Wrote the full report to ~/Documents/Codex/repo-health/2026-06-02.md (all 11 required sections) and mirrored the QA block to ~/Documents/Codex/_qa-queue/2026-06-02.md.

Headline: Yesterday's 11 chore/add-dependabot-* PRs auto-merged to main overnight — dependabot coverage is now 11/11 (was 0/11). But the standard template declares npm + pip + github-actions on every repo, and most repos have none of those manifests (e.g. sail-cases has no package.json or requirements.txt). Dependabot now fails daily on 10 of 11 repos (~42 failing jobs in 24h). Self-inflicted by the 06-01 rollout, not a code regression. Only sail-seo partially succeeds.
P1 GREEN: Notion-wiki carries NOTION_TOKEN (+ ANTHROPIC_API_KEY). No recurrence of the Apr 22–30 outage condition.
P2: 0 disabled workflows. P4: coverage complete. P5: no repo-name drift.
Dirty trees dropped sharply vs yesterday (agents switched/committed branches): sail-litify 628→285 (now on agent/jon-hollan-pilot-agent-2026-06-01, no upstream — active agent work), sail-command-center 30 on main, others small.
Secret diffing degraded: the hosted worker flags every secret github_only because it compares to an empty server-side vault; the local vault.env (296 keys) is the real source and does contain the keys. True diff needs the local runner (couldn't finish under the ceiling).
0 net autonomous writes — the actionable fix is a config change to main (always-blocked for direct write); the big dirty tree is another agent's live work.
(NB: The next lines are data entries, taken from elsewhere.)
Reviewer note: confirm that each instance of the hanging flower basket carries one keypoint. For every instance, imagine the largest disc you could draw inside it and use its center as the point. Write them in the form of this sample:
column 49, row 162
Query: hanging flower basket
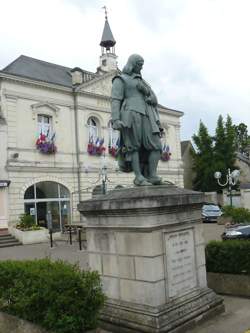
column 46, row 145
column 114, row 147
column 96, row 148
column 113, row 151
column 165, row 155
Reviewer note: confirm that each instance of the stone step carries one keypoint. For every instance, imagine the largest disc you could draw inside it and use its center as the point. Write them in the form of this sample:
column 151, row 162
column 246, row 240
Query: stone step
column 5, row 236
column 10, row 244
column 8, row 240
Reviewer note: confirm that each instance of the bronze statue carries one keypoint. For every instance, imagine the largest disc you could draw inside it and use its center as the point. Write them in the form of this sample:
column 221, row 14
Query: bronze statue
column 135, row 115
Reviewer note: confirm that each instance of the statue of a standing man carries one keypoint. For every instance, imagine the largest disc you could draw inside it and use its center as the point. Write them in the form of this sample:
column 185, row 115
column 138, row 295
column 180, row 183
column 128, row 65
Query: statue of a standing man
column 135, row 115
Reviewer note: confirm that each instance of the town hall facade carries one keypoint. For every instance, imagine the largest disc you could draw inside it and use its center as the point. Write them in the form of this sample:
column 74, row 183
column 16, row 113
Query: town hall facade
column 56, row 140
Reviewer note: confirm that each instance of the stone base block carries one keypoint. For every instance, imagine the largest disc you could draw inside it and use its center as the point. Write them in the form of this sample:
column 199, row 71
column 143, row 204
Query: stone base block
column 175, row 317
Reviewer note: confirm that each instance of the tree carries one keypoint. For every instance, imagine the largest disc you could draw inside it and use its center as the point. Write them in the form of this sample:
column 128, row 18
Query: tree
column 242, row 138
column 203, row 160
column 216, row 153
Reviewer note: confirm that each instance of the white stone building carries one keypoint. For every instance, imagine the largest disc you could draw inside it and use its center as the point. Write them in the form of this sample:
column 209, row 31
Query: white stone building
column 71, row 106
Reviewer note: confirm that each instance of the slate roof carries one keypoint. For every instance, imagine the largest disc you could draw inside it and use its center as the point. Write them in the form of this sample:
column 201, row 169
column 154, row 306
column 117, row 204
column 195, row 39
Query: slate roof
column 43, row 71
column 184, row 145
column 107, row 36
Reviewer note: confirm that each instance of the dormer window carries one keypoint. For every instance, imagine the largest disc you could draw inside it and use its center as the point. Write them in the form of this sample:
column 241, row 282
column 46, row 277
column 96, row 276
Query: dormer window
column 45, row 125
column 93, row 129
column 113, row 136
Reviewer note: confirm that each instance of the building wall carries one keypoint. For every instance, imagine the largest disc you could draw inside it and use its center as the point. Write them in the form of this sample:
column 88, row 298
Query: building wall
column 23, row 101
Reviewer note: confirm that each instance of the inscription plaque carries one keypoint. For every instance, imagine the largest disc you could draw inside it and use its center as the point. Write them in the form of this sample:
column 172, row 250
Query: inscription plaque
column 181, row 270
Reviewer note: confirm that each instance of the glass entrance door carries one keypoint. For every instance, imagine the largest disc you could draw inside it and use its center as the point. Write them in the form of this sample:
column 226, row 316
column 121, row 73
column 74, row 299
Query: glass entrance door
column 42, row 218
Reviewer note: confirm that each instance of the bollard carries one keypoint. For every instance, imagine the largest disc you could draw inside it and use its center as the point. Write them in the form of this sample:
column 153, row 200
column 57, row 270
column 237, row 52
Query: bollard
column 70, row 235
column 80, row 238
column 51, row 237
column 49, row 224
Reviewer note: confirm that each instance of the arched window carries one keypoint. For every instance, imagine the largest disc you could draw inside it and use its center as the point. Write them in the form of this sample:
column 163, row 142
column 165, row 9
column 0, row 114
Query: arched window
column 44, row 197
column 113, row 136
column 92, row 129
column 44, row 125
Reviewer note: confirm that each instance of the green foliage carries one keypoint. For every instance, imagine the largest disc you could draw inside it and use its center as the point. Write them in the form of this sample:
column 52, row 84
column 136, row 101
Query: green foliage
column 232, row 257
column 242, row 137
column 239, row 215
column 203, row 157
column 56, row 295
column 27, row 222
column 212, row 154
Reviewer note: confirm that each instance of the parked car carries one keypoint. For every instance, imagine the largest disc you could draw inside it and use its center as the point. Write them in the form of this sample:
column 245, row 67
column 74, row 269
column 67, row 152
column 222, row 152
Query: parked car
column 210, row 212
column 238, row 232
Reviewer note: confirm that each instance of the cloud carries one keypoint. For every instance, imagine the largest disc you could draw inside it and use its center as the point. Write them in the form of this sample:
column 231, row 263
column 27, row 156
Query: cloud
column 196, row 52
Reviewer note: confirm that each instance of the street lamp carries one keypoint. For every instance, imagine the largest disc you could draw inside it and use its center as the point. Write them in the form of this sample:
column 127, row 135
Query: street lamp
column 104, row 174
column 231, row 180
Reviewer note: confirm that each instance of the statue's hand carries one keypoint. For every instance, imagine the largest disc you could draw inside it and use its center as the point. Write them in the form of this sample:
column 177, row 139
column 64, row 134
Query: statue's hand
column 142, row 87
column 117, row 124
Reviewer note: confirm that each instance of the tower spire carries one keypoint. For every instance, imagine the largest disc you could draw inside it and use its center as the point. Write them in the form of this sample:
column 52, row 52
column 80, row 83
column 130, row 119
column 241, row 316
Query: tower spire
column 108, row 58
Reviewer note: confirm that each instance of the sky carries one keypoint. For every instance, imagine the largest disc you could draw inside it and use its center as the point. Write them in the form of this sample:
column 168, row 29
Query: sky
column 196, row 52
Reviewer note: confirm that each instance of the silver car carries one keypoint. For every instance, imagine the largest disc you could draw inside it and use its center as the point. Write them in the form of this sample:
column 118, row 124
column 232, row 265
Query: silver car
column 210, row 213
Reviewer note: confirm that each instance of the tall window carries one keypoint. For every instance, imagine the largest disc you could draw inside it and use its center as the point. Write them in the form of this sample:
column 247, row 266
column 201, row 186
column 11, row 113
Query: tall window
column 93, row 129
column 45, row 125
column 48, row 197
column 113, row 136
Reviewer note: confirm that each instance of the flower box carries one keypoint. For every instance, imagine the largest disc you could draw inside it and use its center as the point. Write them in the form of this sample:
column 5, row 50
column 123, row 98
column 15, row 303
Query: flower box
column 46, row 145
column 96, row 148
column 165, row 155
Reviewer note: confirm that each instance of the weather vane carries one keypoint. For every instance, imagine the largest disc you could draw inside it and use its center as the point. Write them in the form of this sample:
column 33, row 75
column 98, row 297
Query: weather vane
column 106, row 13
Scheduled run completed its scope: scan + report + QA export. Stopping is correct; remaining work needs Sam's decision on P7/P8.

P7 [top]: Scope each repo's dependabot.yml to ecosystems actually present (or remove from manifest-less repos) to stop the daily failing CI. Recommended: open one fix/scope-dependabot-2026-06-02 PR per repo, no auto-merge. Better long-term: fix the auto-allow rule/skill so the template detects ecosystems before declaring them.
P8: Restore reliable vault-vs-GitHub secret diffing (add a ?detail=secrets worker path, or run the secrets check via Desktop Commander host shell).
P3/P6 (deferred): leave sail-litify pilot branch and the two no-upstream branches alone until their owners finish.

You're as capable as I am — a few things that will save you time, not requirements:

The local runner short-circuits on a fresh checkpoint; repo-health-latest.json is ~48h stale, so it rebuilds and times out. Refreshing it via the Desktop Commander host shell (outside the 45s sandbox) would let future runs use the fast path. Worth doing if you have host-shell access.